Now we ask: possibly we may place even more charges on the orbit of the Tu model (π-meson)? First we will add only one charge to the pair. This procedure must fail immediately because the already labile oscillation now becomes completely instable. But maybe we can add another “pair” to the already existing one because we have four different directions of self-interaction. Perhaps via an appropriate arrangement it will be possible for the charges not to influence each other in their self-interaction! For this purpose look at Fig. 43:
The constellation 1=e⁺, 2=e⁺, 3=e^-, 4=e^- is out of question since now the charges are distributed such that the secant connecting two different charges is not even approximately constant over time. Therefore we reject this solution because it does not satisfy the stability theorem. For similar reasons we also have to reject the solution 1=e⁺, 2=e^-, 3=e⁺, 4=e^- because always two identically charged electrons sometimes get in close vicinity in closely adjacent orbit segments and also remove from each other again. For these reasons we can state that an uncharged π-meson, which decomposes into four simple charges during decay, may not exist; this is confirmed by experience.

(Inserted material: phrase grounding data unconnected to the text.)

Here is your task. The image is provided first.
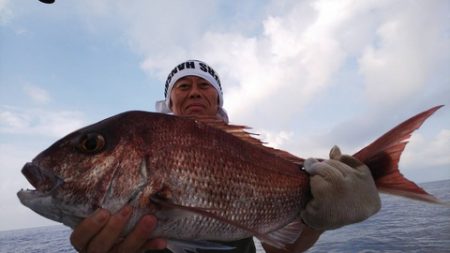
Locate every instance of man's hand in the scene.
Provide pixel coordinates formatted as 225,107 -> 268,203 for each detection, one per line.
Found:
70,206 -> 167,253
301,146 -> 381,230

Now, we come to the next model, the escribed octahedron. It is certain that an uncharged sister particle exists here as well, if one pair ( e⁺ und e^- ) of charges occupies the orbit diametrically in the same sense of revolution. According to the same arguments as discussed before with the Tu model, the external interaction of the magnetic energy is equal to zero and the electrical portion of the external interaction is also an (instable) minimum.